Donald Trump and Hillary Clinton, frontrunners in the race to be the US presidential candidates for the Republican and Democratic parties, have secured comfortable victories in the crucial New York primary election.
Mrs Clinton, after beating Bernie Sanders, said her victory for the Democratic nomination was in sight.
Mr Trump looked set to take nearly all the 95 Republican delegates at stake.
He said his nearest rival Ted Cruz was "just about mathematically eliminated".
With more than 98% of the results in, Mr Trump is leading with just over 60% of the vote while Mrs Clinton has just under 58%.
US networks projected that Mr Trump had won in his home state barely seconds after the polls closed at 21:00 EDT (01:00 GMT).
Speaking at Trump Tower in Manhattan, he said: "I have to say to the people that know me the best - the people of New York - when they give us this kind of a vote it's just incredible."
A new-look Trump has a chance - by Anthony Zurcher, BBC North America reporter
Donald Trump needed a commanding victory, and he got it. Although the results in the state's 29 congressional districts - which allocate three convention delegates apiece - have yet to be finalised, it appears likely that Mr Trump will claim the lion's share of the 95 delegates at play.
Perhaps even more importantly, however, is the new, restrained Donald Trump on the campaign trail in the past few days. Gone are the incendiary tweets bashing his opponents (and their spouses). Instead on Tuesday night the candidate gave a short speech hammering home his economic message, emphasising his delegate and vote lead, and laying the groundwork to argue that he should be the party's nominee even if he doesn't win the 1,237 delegates necessary to claim the nomination outright.
Mr Trump recently brought in several experienced political hands to manage his campaign after a turbulent few weeks. If this new demeanour is part of the change they have inspired, Mr Trump could prove to be a more formidable opponent not just at the ballot box in upcoming primaries but in the contest to win over those in the party still deeply suspicious of his candidacy.
"Tomorrow, we go back to work," Mr Trump said during his victory speech. It was a very un-Trump-like line - and something that should have his opponents very concerned.
He said he was going to get more delegates than "anyone projected even in their wildest imaginations".
Third-placed John Kasich picked up three delegates in New York.
Mrs Clinton told supporters her campaign for the nomination was "in the home stretch and victory is in sight".
"New Yorkers, you've always had my back and I've always tried to have yours," she said. "Today together we did it again and I am deeply, deeply grateful."

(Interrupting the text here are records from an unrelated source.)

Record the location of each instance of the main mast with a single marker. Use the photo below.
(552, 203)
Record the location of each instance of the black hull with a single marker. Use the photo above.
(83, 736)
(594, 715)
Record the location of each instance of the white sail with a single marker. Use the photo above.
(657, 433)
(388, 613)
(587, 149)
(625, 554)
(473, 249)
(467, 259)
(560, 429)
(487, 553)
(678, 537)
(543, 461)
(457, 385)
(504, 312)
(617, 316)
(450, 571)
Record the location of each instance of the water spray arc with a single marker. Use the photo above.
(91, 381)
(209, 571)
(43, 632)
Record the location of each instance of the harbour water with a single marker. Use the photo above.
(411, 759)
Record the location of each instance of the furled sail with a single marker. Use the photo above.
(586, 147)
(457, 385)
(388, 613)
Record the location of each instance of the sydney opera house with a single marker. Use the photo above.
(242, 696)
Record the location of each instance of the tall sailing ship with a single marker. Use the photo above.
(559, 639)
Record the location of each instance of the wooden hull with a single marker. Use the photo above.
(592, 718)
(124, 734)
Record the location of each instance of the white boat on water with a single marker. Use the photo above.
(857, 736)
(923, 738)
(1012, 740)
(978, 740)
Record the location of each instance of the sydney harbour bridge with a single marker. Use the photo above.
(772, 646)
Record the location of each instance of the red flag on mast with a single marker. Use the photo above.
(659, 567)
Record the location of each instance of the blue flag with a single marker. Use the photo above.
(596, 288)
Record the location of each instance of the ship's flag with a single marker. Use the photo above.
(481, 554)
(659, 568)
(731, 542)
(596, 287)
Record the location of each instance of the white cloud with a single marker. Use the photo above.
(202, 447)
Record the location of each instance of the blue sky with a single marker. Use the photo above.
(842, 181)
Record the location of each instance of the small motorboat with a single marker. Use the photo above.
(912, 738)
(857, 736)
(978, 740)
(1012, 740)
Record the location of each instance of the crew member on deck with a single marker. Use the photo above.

It had been a fierce campaign in the state, with Mrs Clinton - a former New York senator - and Mr Sanders - born in Brooklyn - using their local ties to attract voters.
The Democratic campaign has turned increasingly negative, with Mrs Clinton and Mr Sanders trading barbs about their qualifications.
But following the latest result in the race for the Democratic nomination, Mrs Clinton said there was "much more that unites us than divides us".
US media reaction
- Donald Trump's win will shift the momentum away from the anti-Trump movement and back to the brash businessman, the New York Daily News says
- In her home state, Hillary Clinton seemed relaxed for the first time in a "rocky and unpredictable Democratic race," according to the New York Times
- A series of distractions in the lead-up to the New York vote meant Bernie Sanders never came close to pulling off the upset victory he had predicted, Politico says
- Republican contender John Kasich's second-place showing in New York bolsters his argument that he - rather than Ted Cruz - would be most likely to beat Donald Trump in a contested convention, the Washington Post argues
The voting in New York was marred by widespread complaints of irregularities, including more than 125,000 people missing from New York City voter rolls. The city's chief auditing officer, Scott Stringer, ordered a review of the city's Board of Elections (BOE) over what he called "chaotic and inefficient" organisation.
Bernie Sanders, who has vowed to fight on in the nomination process, spent Tuesday in Pennsylvania before heading home to Vermont for a day off the campaign trail.
Republican hopeful Mr Cruz, whose criticism of "New York values" attracted scorn in the state, had also moved on to Pennsylvania. He dismissed the New York primary result as nothing more than "a politician winning his home state", according to the Associated Press news agency.
Pennsylvania is the most important of five states holding both Republican and Democratic primaries on 26 April, and then candidates will look to score successes in Indiana on 3 May.